In this house--it was probably in a slum, certainly in a mean street--one stepped direct from the pavement into a small kitchen, where an elderly man sat smoking a long clay pipe. A covered stairway rose mysteriously from one side of this apartment into the two bedrooms above. A door beside the stairway opened into a tiny scullery, from which light was pretty thoroughly excluded by the high, black wall which dripped and frowned no more than three feet away from its window. I have little doubt that this scullery was a pestilent place. At the time it appealed to my romantic sense as something rather attractive.
The elderly man in the kitchen was Amelia's father. That in itself naturally gave him distinction in my eyes. But, in addition, he was an old sailor, and, with a knife which was attached to a white lanyard, he could carve delightful boats (thoroughly seaworthy in a wash-hand basin) out of ordinary sticks of firewood. It is to be noted, by the way, a thing I never thought of till this moment, that these same sticks and bundles of firewood have a peculiarly distinctive smell of their own. It is the smell of a certain kind of grocer's shop whose proprietor, for some esoteric reason, calls himself an 'Italian warehouse-man.' In later life I occasionally visited such a shop, between Fleet Street and the river, when I had rooms in that locality.

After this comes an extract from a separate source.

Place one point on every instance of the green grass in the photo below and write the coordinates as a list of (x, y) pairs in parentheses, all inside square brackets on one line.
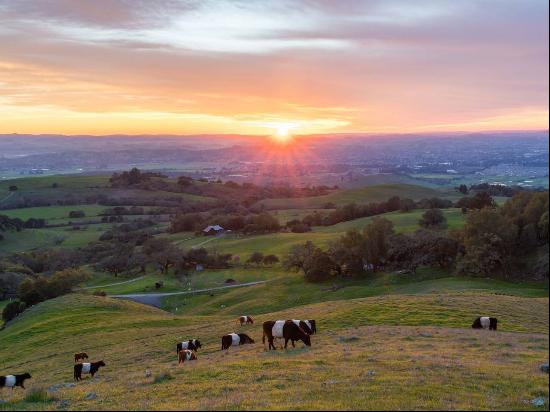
[(394, 352), (53, 212), (62, 237), (280, 243), (368, 194), (79, 187), (290, 290)]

Boat-building figured largely in that visit to Amelia's parents. (The girl had a mother; large, flaccid, and, on this occasion, partly dissolved in tears.) But the episode immediately preceding our departure is what overshadowed everything else for me that day, and for several subsequent nights. Amelia and the tearful mother took me up the dark little stairway, and introduced me to Death. They showed me Amelia's sister, Jinny, who died (of consumption, I believe) on the day before our visit. I still can see the alabaster white face, with its pronounced vein-markings; the straight, thin form, outlined beneath a sheet, in that tiny, low-ceiled, airless garret. What a picture to place before an infant on a sunny Sunday afternoon! It might be supposed that I had asked to see it, for I remember Amelia saying, as one about to give a child a treat:
'Now, mind, Master Nicholas, you're to be a very good boy, and you're not to say a word about it to any one.'
But, no, I do not think I can have desired the experience, for to this day I cherish a lively recollection of the agony of sick horror which swam over me when, in obedience to instructions given, I suffered my lips to touch the marble-like face of the dead girl.
How strange is that unquestioning obedience of childhood! Recognition of it might well give pause to careless instructors of youth. The kiss meant torture to me, in anticipation and in fact. But I was bidden, and never dreamed of refusing to obey. No doubt, there was also at work in me some dim sort of infantile delicacy. This was an occasion upon which a gentleman could have no choice....
Ah, well, I believe Amelia was a dear good soul, and I am sure I hope she married well, and lived happily ever after. I have no recollection whatever of how or when she drifted out of my life. But the visit to Jinny's deathbed, and the exciting leaps from the immeasurably long kitchen table into Amelia's print-clad arms, are things which stand out rather more clearly in my recollection than many of the events of, say, twenty years later.